Here I mostly agree, although nobody really knows what will happen during the next 10-20 years.Laskos wrote:That a new, unchanged for 40 years, paradigm will appear, which will make a revolution in these conditions is almost as unlikely in the near future as a solution to Chess. It will be done, but in pretty far future. I believe in 10-20 years we will still be talking in the same terms and paradigm, but with 95%+ draw rate among top engines even in fast tests (with balanced positions). Sure, it might happen that an engine will appear which will be superior significantly, but this superiority diminishes _objectively_ (as separation power) with general strength, longer TC and more hardware.
As a general remark, what I am really missing is a test where not time, speed, number of threads, or any similar resource is doubled subsequently but knowledge ... I hope someone can do that at some point in the future ?!
And returning to the toy "Endgame Chess", I have large files of 5-men Draws and 5-men Wins occurring in games. Against a Syzygy enabled, Stockfish misses 2 draws out of 1000, Zurichess 72 out of 1000. Out of 1000 Wins, Stockfish misses 87 Wins, Zurichess 524 Wins. (On a side note, to observe that it's much easier for engines to miss a Win than to miss a Draw). These results show too the dramatic absolute strength of Stockfish in drawn endgames and generally in endgames. These sorts of results will occur in normal Chess in maybe 20 years, with 95%+ draw rates of top engines from balanced positions even in fast games, keeping the same paradigm, which seems to work, and which seems hard to improve. The parallel with Checkers seems hard to avoid.

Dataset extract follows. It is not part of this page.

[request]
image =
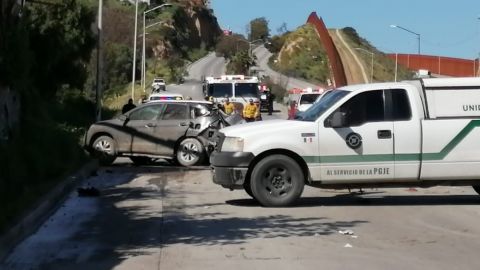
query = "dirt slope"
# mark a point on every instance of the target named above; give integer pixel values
(355, 71)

As for your proposal for "doubling knowledge", I don't know how to measure "knowledge". Its efficiency ELO-wise? Its size? Its scaling with time control? The current paradigm is that progress in "knowledge" does not come uniformly with progress in ELO. Rybka 1.0 had less knowledge than Shredder 9, but was significantly ahead as strength goes and a real progress. Andscacs might have more "knowledge" than Stockfish, but it is behind. It seems, though, the more knowledgeable engines are scaling better to longer TC and hardware.